Vor allem bei den Evangelischen des Burgenlandes war die "eigene Geschichte" immer besonders wichtig, um als konfessionelle Minderheit zu überleben. Dementsprechende große Aufmerksamkeit widmete man dieser "Geschichte", die freilich oft im Populärhistorischen, in der Pfarrer - und Lehrergeschichte stecken blieb und viele hochinteressante Aspekte wie etwa die Stellung der Pfarrer in der Gemeinde, die sozialen Strukturen, die sozialen

Spannungen und die sich daraus ergebenden Folgen häufig übersah. Erst in den letzten Jahren hat die evangelische Geschichtsschreibung mit den Arbeiten des Superintendenten Reingrabner ein wissenschaftlich sehr hohes Niveau erreicht, das den Boden konfessioneller Polemik weitgehend vermeidet. Mit der "Verwissenschaftlichung" hat die "Geschichte" allerdings auch als Identität stiftender Faktor kräftig verloren.

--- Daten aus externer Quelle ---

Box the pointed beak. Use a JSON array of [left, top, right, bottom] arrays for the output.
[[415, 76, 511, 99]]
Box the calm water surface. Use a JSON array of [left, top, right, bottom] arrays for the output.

Rittsteuer schreibt zum Thema Zwangsbekehrung in der Reformation: "Daher mussten die Priester, die von ihnen (den Grundherrn) in den verschiedenen Pfarren als Seelsorger eingesetzt wurden, dieselbe Gesinnung annehmen wie ihre Herren. Andernfalls wären sie nicht auf diese Posten berufen worden oder mussten damit rechnen, bei der nächsten Gelegenheit entlassen zu werden...." (Kirche im Grenzraum,S.188)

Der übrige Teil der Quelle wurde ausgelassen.